Carol A. Seger and Corinna M. Cincotta

Department of Psychology, Colorado State University, Fort Collins, Colorado 80523

The caudate nucleus is commonly active when learning relationships between stimuli and responses or categories. Previous research has not differentiated between the contributions to learning in the caudate and its contributions to executive functions such as feedback processing. We used event-related functional magnetic resonance imaging while participants learned to categorize visual stimuli as predicting "rain" or "sun." In each trial, participants viewed a stimulus, indicated their prediction via a button press, and then received feedback. Conditions were defined on the bases of stimulus-outcome contingency (deterministic, probabilistic, and random) and feedback (negative and positive). A region of interest analysis was used to examine activity in the head of the caudate, body/tail of the caudate, and putamen. Activity associated with successful learning was localized in the body and tail of the caudate and putamen; this activity increased as the stimulus-outcome contingencies were learned.
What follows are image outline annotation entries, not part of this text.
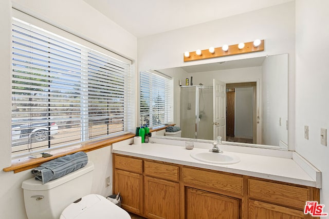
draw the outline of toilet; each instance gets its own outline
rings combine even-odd
[[[94,164],[42,184],[31,178],[22,184],[29,219],[131,219],[104,197],[90,194]]]

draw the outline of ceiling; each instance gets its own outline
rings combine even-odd
[[[293,0],[83,0],[137,38]]]

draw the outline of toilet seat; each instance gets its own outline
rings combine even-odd
[[[131,219],[128,212],[103,196],[91,194],[70,204],[60,219]]]

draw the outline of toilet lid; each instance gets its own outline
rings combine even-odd
[[[70,204],[63,211],[60,219],[93,218],[131,219],[124,210],[102,196],[95,194],[83,196],[79,202]]]

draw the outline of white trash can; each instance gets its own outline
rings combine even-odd
[[[181,130],[177,131],[175,132],[164,132],[165,136],[171,136],[171,137],[181,137]]]

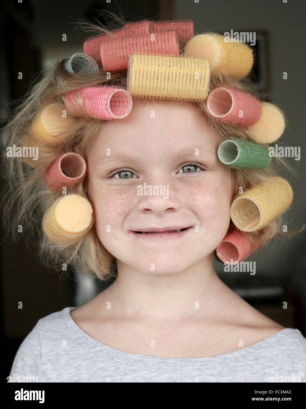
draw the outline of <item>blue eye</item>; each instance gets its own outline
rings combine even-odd
[[[203,166],[200,166],[198,164],[194,163],[193,162],[190,162],[190,163],[187,163],[186,165],[184,165],[181,168],[180,170],[178,171],[178,173],[196,173],[197,171],[196,168],[198,168],[198,169],[201,169],[202,171],[205,170],[205,168],[203,167]]]
[[[119,172],[117,172],[117,173],[115,173],[112,176],[113,178],[115,178],[116,175],[119,175],[119,176],[117,177],[117,179],[132,179],[134,176],[137,178],[136,175],[133,173],[133,172],[130,172],[130,171],[127,171],[124,170],[122,171],[120,171]]]

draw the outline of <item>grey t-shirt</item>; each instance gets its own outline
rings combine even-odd
[[[100,342],[73,321],[69,313],[76,308],[38,321],[19,347],[9,382],[306,382],[306,338],[297,329],[222,355],[165,358]]]

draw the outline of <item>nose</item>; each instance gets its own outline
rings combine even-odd
[[[169,184],[150,184],[145,182],[138,191],[138,209],[146,213],[161,214],[173,212],[181,207],[179,198],[173,187]]]

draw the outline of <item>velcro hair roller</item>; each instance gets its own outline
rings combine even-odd
[[[285,116],[276,105],[261,101],[262,113],[259,121],[248,128],[256,141],[270,144],[280,138],[286,128]]]
[[[174,31],[126,37],[120,41],[116,38],[106,40],[101,43],[100,49],[106,71],[127,70],[131,54],[180,55],[178,36]]]
[[[134,54],[128,60],[128,90],[141,97],[205,99],[209,78],[203,58]]]
[[[191,20],[161,20],[153,22],[153,30],[175,30],[179,38],[189,41],[194,36],[194,23]]]
[[[243,127],[254,125],[261,115],[261,106],[258,99],[231,88],[216,88],[208,95],[207,102],[210,114],[218,120]]]
[[[261,247],[259,240],[251,242],[241,231],[236,230],[225,236],[216,252],[221,261],[230,264],[231,260],[233,263],[243,261]]]
[[[61,155],[45,174],[45,183],[53,192],[61,192],[63,187],[71,187],[80,183],[87,171],[84,158],[75,152]]]
[[[69,91],[65,103],[76,116],[100,119],[124,118],[132,109],[132,97],[115,87],[86,87]]]
[[[218,149],[222,163],[234,169],[266,168],[271,162],[269,154],[267,148],[238,138],[224,141]]]
[[[73,118],[63,111],[59,104],[50,104],[34,122],[31,130],[39,135],[42,142],[58,142],[56,137],[67,131],[72,124]]]
[[[232,220],[243,231],[261,229],[286,211],[293,196],[286,181],[271,178],[235,199],[231,207]]]
[[[225,42],[225,38],[215,33],[195,36],[185,46],[184,55],[207,58],[212,72],[243,78],[252,69],[252,50],[244,43]]]
[[[111,38],[148,34],[151,32],[152,27],[152,23],[147,20],[127,23],[123,28],[113,30],[109,35],[97,36],[88,38],[83,44],[83,51],[86,54],[92,57],[99,65],[101,65],[100,45],[103,41]]]
[[[99,70],[98,64],[92,57],[83,52],[76,52],[67,60],[65,69],[72,74],[90,74]]]
[[[56,243],[73,243],[92,227],[93,211],[89,200],[79,195],[58,198],[43,218],[42,227]]]

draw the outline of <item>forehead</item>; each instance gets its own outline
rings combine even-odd
[[[94,150],[110,148],[148,153],[153,150],[205,147],[214,152],[223,138],[194,103],[133,98],[125,118],[104,121]]]

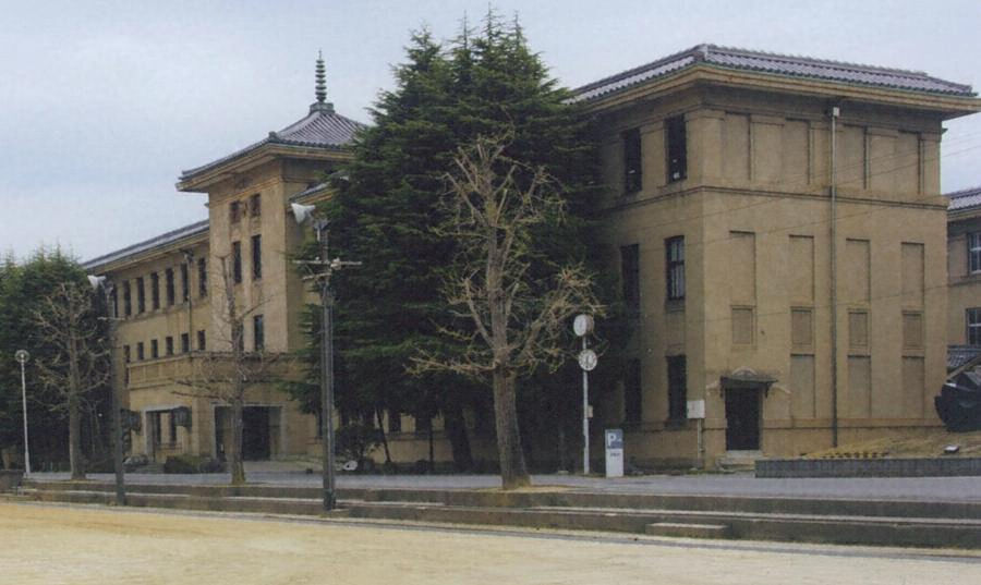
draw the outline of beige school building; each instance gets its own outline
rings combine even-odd
[[[955,327],[941,137],[981,109],[970,86],[703,45],[576,96],[601,143],[596,245],[628,313],[622,371],[591,385],[597,434],[623,428],[640,467],[713,466],[941,424]],[[359,126],[318,88],[300,121],[180,175],[206,220],[86,263],[116,283],[134,453],[219,456],[229,440],[226,406],[179,383],[228,349],[221,258],[261,307],[246,351],[302,345],[314,297],[290,261],[304,233],[289,204],[330,196],[319,181]],[[410,416],[384,424],[397,461],[426,456]],[[271,386],[249,397],[245,426],[246,459],[317,452],[315,418]]]

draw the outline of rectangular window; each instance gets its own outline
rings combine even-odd
[[[981,272],[981,232],[968,234],[968,272]]]
[[[167,306],[172,307],[175,301],[173,289],[173,268],[168,268],[167,271],[164,272],[164,291],[167,295]]]
[[[154,310],[160,308],[160,275],[150,272],[150,302]]]
[[[130,293],[130,281],[123,282],[123,312],[126,317],[133,314],[133,295]]]
[[[208,260],[197,258],[197,296],[208,295]]]
[[[664,121],[667,135],[668,183],[680,181],[688,174],[688,145],[685,136],[685,117],[676,115]]]
[[[968,344],[981,345],[981,308],[967,310]]]
[[[668,237],[664,241],[665,281],[668,301],[685,298],[685,236]]]
[[[628,423],[643,421],[643,403],[640,359],[630,359],[623,379],[623,419]]]
[[[263,278],[263,236],[252,236],[252,280]]]
[[[232,281],[242,283],[242,243],[232,242]]]
[[[146,313],[146,291],[143,289],[143,277],[136,279],[136,313]]]
[[[187,264],[184,263],[181,265],[181,303],[186,303],[191,300],[191,269],[187,268]]]
[[[668,418],[683,421],[688,418],[688,381],[685,373],[685,356],[673,355],[667,359]]]
[[[643,155],[640,130],[631,129],[623,137],[623,192],[634,193],[643,188]]]
[[[620,280],[623,284],[623,304],[627,310],[640,313],[640,246],[620,246]]]
[[[252,344],[257,352],[266,348],[266,327],[262,315],[252,317]]]

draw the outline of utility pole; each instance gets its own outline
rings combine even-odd
[[[93,289],[102,289],[106,297],[106,322],[109,329],[109,393],[112,397],[112,466],[116,470],[116,504],[126,504],[126,487],[122,458],[122,413],[119,392],[116,391],[116,315],[112,313],[114,287],[106,277],[88,277]]]
[[[24,375],[24,364],[31,359],[26,350],[17,350],[14,359],[21,364],[21,400],[24,407],[24,475],[31,475],[31,447],[27,444],[27,378]]]
[[[312,217],[315,208],[312,205],[292,204],[293,216],[298,223]],[[334,440],[334,290],[330,277],[335,270],[349,266],[361,266],[360,261],[330,259],[327,243],[327,220],[314,219],[314,231],[317,234],[319,257],[314,260],[298,260],[305,265],[311,273],[304,280],[316,280],[320,293],[320,438],[323,444],[323,490],[324,510],[337,508],[337,488],[335,480],[335,440]]]

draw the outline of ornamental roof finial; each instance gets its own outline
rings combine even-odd
[[[324,70],[324,52],[317,51],[317,103],[327,101],[327,75]]]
In contrast, activity in the head of the caudate and ventral striatum was associated most strongly with processing feedback and decreased across trials. The left superior frontal gyrus was more active for deterministic than probabilistic stimuli; conversely, extrastriate visual areas were more active for probabilistic than deterministic stimuli. Overall, hippocampal activity was associated with receiving positive feedback but not with correct classification. Successful learning correlated positively with activity in the body and tail of the caudate nucleus and negatively with activity in the hippocampus.

Key words: caudate; hippocampus; learning; visuomotor associations; categorization; fMRI


Received March 14, 2004; revised January 18, 2005; accepted January 18, 2005.